Paradoxically, by cutting the peak levels, a compressor allows you to raise the average level of a sound using the output control and make it sound louder. By using the threshold and ratio controls, you can set a stable sound that will hold its position in the mix whether the track is very loud or very quiet.

Let's imagine there's a little robot inside your compressor, controlling it with its tiny metal hand on a fader and its single glowing eye looking at the input level meter. Also imagine that the front panel controls, or settings in the LCD readout, simply tell the robot what rules it should follow.

Threshold tells it how high the input meter can rise before it has to start pulling down the fader:
If the Threshold control is turned fully clockwise (or the readout is showing it at 100%) it won't pull down its fader until the signal is very strong (up around +6dB); if it's turned counter-clockwise (or close to 0% on the LCD display), it'll have pulled the fader down even before the lowest green -30dB LED lights.

Ratio tells it how far it should pull the fader down when the signal is above the threshold level:
Should it pull it down just a little bit (compression) or pull the fader as far down as necessary to make sure the output level is never higher than the threshold (limiting)?

Hard/Soft affects how it reacts as the signal approaches the threshold:
Does it reduce it exactly by the ratio only after it crosses the threshold, or does it gradually ease into the full ratio as it gets close? The red LEDs of the reduction meter will tell you how much the robot is pulling down the fader at any time (some compressors with LCD readouts may not display this value).

Attack involves the speed of the robots's response, as does the switch. Short attack times order the robot to get its hand on the fader 1/10,000th of a second after it sees a too-loud signal; long attack times tell it to let transients less than 1/5th of a second pass.

Release tells the robot how quickly it should push the fader back up again after a loud signal has stopped; when it's turned counter-clockwise (towards 0%), it pushes the fader back up instantly, and when it's full clockwise (up at 100%), it'll take three seconds to push the fader back up to unity gain.

If the compressor is in Peak mode, the robot responds to the highest voltage peaks, and in RMS mode it will respond to the longer-term average signal level (and the Attack and Release controls have no effect). It's as if the robot is looking at a fast-acting LED meter in peak mode, and a slow old-style mechanical VU meter in RMS mode.

The Output control is simply a gain control located after our robot has done its thing.

Just to recap, the most important controls are the Threshold and Ratio settings. They both interact to get the effect you want, and that requires some experimenting. For example, if your average input signal is 0 dB, a ratio of 2:1 with a threshold of -12 dB will give you 6 dB of gain reduction, as will a ratio of infinity with a threshold of -6 dB. But the latter setting will sound more "squeezed" than the former.

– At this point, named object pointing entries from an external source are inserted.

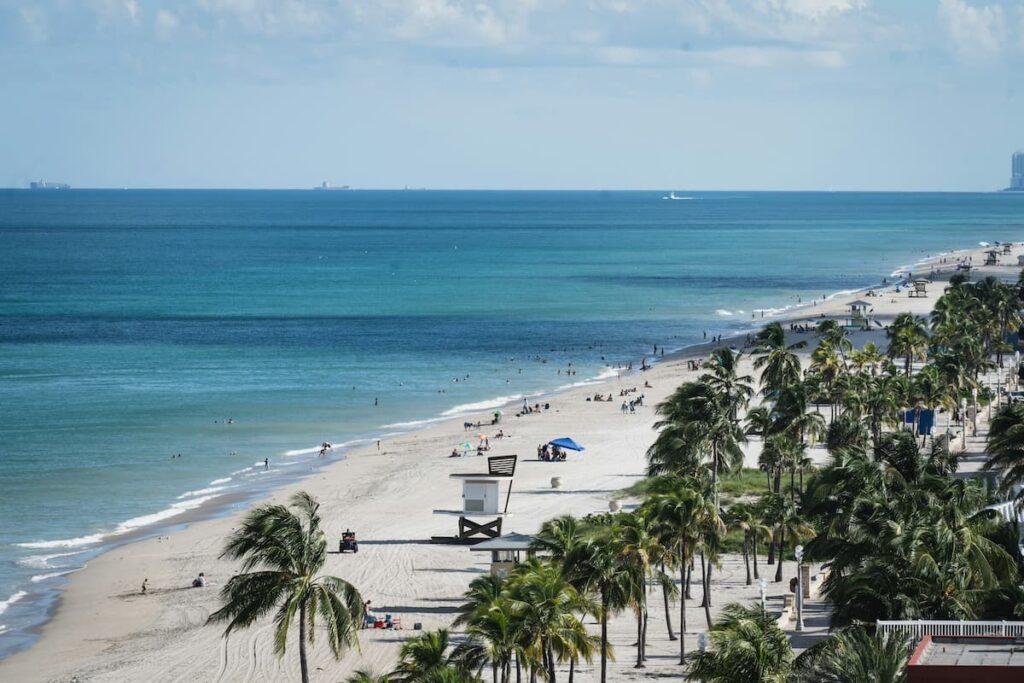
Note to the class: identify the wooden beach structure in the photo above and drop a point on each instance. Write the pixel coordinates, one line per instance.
(860, 314)
(506, 552)
(482, 510)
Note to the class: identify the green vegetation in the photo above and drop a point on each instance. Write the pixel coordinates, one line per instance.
(283, 549)
(901, 536)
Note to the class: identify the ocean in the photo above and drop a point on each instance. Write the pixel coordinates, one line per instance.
(235, 328)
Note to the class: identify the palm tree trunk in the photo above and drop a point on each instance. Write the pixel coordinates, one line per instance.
(781, 547)
(747, 557)
(639, 664)
(682, 608)
(644, 640)
(668, 612)
(604, 635)
(303, 666)
(754, 554)
(704, 579)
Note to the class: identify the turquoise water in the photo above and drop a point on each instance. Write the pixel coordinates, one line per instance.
(134, 325)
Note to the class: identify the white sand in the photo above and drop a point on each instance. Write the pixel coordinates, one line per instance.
(104, 631)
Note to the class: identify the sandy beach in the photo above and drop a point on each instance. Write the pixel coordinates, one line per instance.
(104, 630)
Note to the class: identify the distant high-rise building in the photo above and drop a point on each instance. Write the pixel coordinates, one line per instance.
(1017, 174)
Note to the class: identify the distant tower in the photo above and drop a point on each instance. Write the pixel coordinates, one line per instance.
(1017, 176)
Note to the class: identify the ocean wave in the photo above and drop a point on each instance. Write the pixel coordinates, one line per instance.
(498, 401)
(53, 574)
(11, 600)
(168, 512)
(64, 543)
(202, 492)
(412, 424)
(44, 561)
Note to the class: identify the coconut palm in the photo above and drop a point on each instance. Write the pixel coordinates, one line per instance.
(598, 566)
(1006, 447)
(429, 657)
(733, 390)
(364, 676)
(855, 655)
(283, 549)
(681, 513)
(546, 607)
(907, 339)
(748, 646)
(777, 361)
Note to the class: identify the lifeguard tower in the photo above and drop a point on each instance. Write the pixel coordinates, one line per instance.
(481, 511)
(859, 314)
(920, 288)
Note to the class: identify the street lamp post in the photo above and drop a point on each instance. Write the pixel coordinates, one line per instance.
(799, 551)
(964, 422)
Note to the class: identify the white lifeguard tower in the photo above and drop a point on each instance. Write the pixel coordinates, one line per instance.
(481, 499)
(859, 314)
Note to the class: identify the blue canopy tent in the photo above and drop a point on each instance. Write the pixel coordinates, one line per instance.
(567, 443)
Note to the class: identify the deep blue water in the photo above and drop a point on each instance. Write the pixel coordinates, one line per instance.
(134, 324)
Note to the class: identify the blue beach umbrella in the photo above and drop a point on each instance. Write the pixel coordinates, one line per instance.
(567, 443)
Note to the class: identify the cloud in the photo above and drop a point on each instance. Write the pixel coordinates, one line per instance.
(978, 33)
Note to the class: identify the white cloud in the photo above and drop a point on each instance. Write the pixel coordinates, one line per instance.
(978, 33)
(166, 24)
(35, 23)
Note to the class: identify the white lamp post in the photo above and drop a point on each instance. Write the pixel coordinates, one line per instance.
(799, 552)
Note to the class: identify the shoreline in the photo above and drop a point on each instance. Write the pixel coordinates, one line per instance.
(218, 513)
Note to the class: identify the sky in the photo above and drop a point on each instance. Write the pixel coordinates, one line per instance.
(548, 94)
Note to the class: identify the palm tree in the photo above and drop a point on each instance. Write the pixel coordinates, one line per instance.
(1006, 447)
(429, 657)
(364, 676)
(854, 655)
(598, 566)
(681, 512)
(734, 390)
(283, 549)
(545, 605)
(748, 646)
(907, 339)
(778, 363)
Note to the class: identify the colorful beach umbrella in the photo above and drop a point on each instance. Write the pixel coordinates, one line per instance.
(567, 443)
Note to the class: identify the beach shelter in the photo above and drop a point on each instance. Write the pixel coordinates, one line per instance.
(567, 443)
(859, 313)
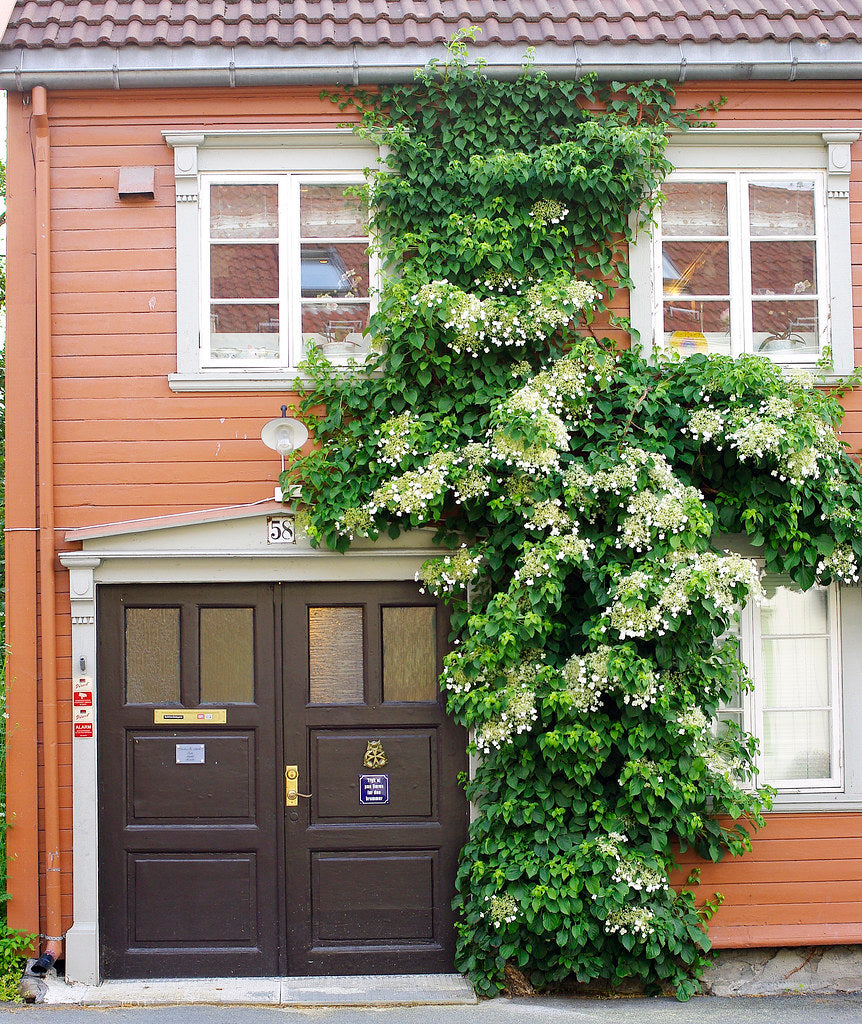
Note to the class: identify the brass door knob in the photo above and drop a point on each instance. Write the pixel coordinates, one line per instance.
(291, 783)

Avoid common compressor mistakes:

Extreme settings will lead to extreme results. If you set an infinite ratio and turn the threshold down to -40 dB, the compressor will do what it's being told to do: turn the level way down. If you then try to compensate by cranking the Output control to its maximum, you'll amplify the noise of your mixer, EQ, mic preamp, and the compressor itself. The noise will fade itself in whenever the input signal stops, resulting in the classic pumping and breathing problems. Noise is present in every system, and improper use of any compressor will amplify it to an obnoxious level.

For low noise operation, make sure your mixer, compressor, and amplifier settings are set properly. As a general rule, you want as much gain as possible in the front of the system (at the sound source), so that a good line-level signal is travelling through the whole signal path. If you have a weak signal to start with, and then amplify it at the end of the signal path (by turning the main outputs of the mixer all the way up, for example) it will be excessively noisy.

When using a compressor on a live P.A. system, improper settings can cause feedback. Make sure that a channel is well below the feedback point when there is no gain reduction active. If you hear feedback every time the music stops, you must lower the overall level of the system.